In the six years since 2013, Amazon has built a large, efficient and fast logistics system across the United States from scratch. But like the two sides of the mirror, the other side of rapid expansion is “not fast”.
On December 23rd ProPublica, a non-profit media organization that investigates abuse slate, published an article saying it had learned from the latest documents and insiders that Amazon’s logistics system put slower and cost control first, while ignoring security concerns. This may be a dangerous seed that was buried when Amazon built its own logistics system.
“Hidden” six years of accidents
Six months after the logistics network was established, Amazon had its first fatal accident.
On September 18, 2013, a van carrying an Amazon package killed a passer-by on a bicycle in a San Francisco suburb. The truck was not Amazon’s official delivery vehicle, but belonged to transportcontractor OnTrac. In the early days, Amazon outsourced transportation to low-cost contractors in order to quickly tap into its logistics network and control costs, so that it took the warehouse to door-to-door controls.
Coincidentally, this unfortunate passer-by was Joy Covery, Amazon’s first chief financial officer. She joined Amazon in 1996 and convinced Wall Street to believe the company’s vision at a time when the company was losing money. After leading Amazon to a successful launch, Covery left in 2000 to become a professional investor and philanthropist. It took six years for the incident to be first reported by ProPublica.
Joy Covey Profiles
But Amazon denies this, “ProPublica and BuzzFeed reports are false, and nothing is more important to us than security.” Amazon also provided a set of data: last year, the company provided more than 1 million hours of security training to employees and logistics contractors and implemented a total of $55 million in “security improvement programs.” But Amazon didn’t say how many people were involved in the training, and the $55 million was less than two-thousandths of the company’s $27.7 billion in logistics last year.
Amazon would not say how many traffic accidents have occurred in the six years since the logistics network was built. The company says the fatal crash rate in Amazon’s logistics this year is lower than in the U.S., but the latter’s statistics range from family cars to 18-wheeled trucks, covering all U.S. vehicles, and the rate of car crashes in family cars is much higher than truck crashes.
“This (lethal) traffic accident has happened and will happen again, but these are the exceptions,” Amazon said. Our ultimate goal is to achieve zero accidents. ”
But since this year, Amazon delivery drivers have had more than 60 serious crashes, 13 of them dead. According to internal documents seen by ProPublica, Amazon has an internal compensation agreement for companies dealing with the deaths of people killed in car accidents. Amazon executives have repeatedly delayed and even canceled safety training because they fear it will affect driverspeed, according to current and former employees, delivery drivers and contractors.

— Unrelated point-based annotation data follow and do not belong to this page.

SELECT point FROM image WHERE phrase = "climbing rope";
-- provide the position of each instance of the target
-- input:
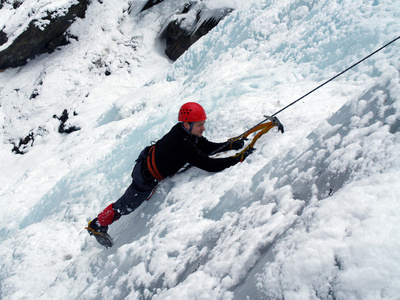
(265, 127)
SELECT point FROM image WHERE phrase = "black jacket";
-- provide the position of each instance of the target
(179, 147)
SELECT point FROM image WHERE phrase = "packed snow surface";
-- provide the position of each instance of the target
(313, 213)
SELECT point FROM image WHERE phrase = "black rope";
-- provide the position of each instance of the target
(310, 92)
(334, 77)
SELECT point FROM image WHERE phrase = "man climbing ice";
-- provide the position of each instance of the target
(183, 144)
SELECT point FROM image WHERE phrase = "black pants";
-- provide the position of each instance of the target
(140, 189)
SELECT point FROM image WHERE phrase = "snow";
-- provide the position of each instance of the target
(312, 214)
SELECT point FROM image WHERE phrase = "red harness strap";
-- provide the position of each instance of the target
(151, 164)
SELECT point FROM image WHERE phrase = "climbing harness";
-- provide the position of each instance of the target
(151, 164)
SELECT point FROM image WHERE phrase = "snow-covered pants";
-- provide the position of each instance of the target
(140, 189)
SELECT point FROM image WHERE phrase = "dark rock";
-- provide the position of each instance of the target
(64, 128)
(34, 40)
(150, 4)
(23, 144)
(179, 38)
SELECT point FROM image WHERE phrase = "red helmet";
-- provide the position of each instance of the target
(191, 112)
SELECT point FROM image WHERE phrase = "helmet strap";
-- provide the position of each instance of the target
(191, 127)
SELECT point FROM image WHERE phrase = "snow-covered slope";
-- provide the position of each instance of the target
(312, 214)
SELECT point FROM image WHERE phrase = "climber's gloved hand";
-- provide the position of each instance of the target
(237, 144)
(246, 153)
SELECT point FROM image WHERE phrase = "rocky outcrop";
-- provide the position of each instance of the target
(184, 29)
(40, 36)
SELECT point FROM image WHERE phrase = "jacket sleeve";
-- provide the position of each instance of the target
(209, 147)
(199, 159)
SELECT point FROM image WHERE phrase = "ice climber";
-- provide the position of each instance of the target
(183, 144)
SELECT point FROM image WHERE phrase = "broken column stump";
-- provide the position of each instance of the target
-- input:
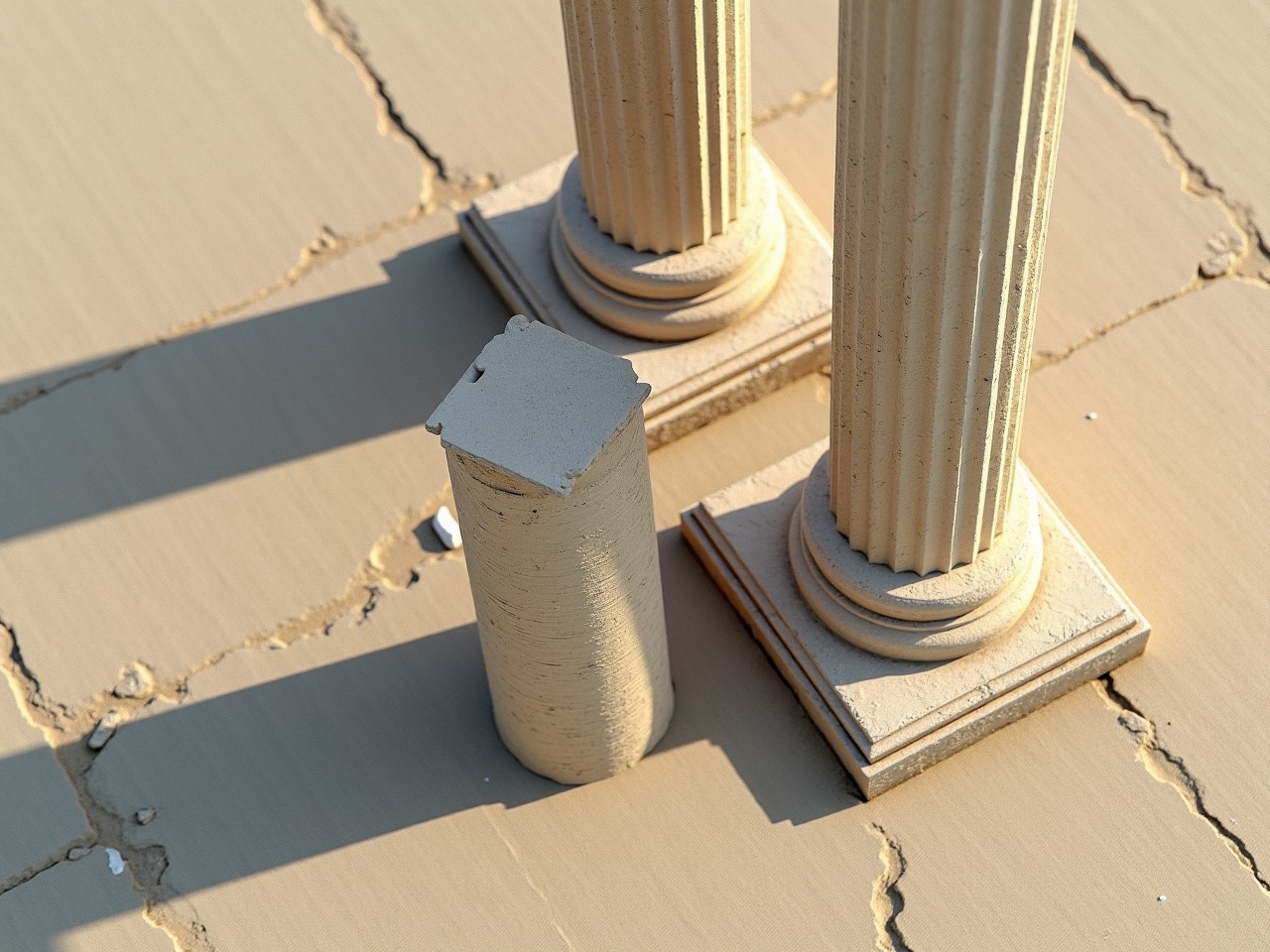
(545, 442)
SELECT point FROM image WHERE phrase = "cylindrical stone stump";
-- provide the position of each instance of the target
(549, 463)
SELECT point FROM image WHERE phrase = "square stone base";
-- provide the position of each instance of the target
(888, 720)
(694, 381)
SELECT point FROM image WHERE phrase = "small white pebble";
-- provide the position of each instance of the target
(445, 527)
(104, 730)
(1215, 266)
(135, 680)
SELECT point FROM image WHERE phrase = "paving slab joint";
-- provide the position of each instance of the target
(888, 900)
(1169, 769)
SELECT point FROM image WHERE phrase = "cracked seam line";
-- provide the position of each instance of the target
(64, 734)
(529, 878)
(390, 566)
(1196, 179)
(887, 900)
(439, 191)
(35, 870)
(1169, 769)
(798, 103)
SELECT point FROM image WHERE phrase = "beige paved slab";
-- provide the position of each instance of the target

“How fast and good to save”
Amazon’s corporate culture has been questioned. Of the five tech giants of FAAAM (Facebook, Alphabet, Apple, Amazon and Microsoft), Amazon is the most “wolf”. Founders pursue a “customer first”, “every day is the first day”, a disruptive culture. As the world’s largest e-commerce company and the world’s fourth-largest technology giant by market capitalisation, Amazon has been aggressively using speed and efficiency to tackle one challenge after another.
In the early days of logistics, Amazon executives had discussed how to implement safety measures, with one suggesting: “Give drivers longer breaks and reduce the number of packages per shipment.” “However, the proposal was rejected by other executives because, on the other, the cost of delivering each package would increase by 4 cents.”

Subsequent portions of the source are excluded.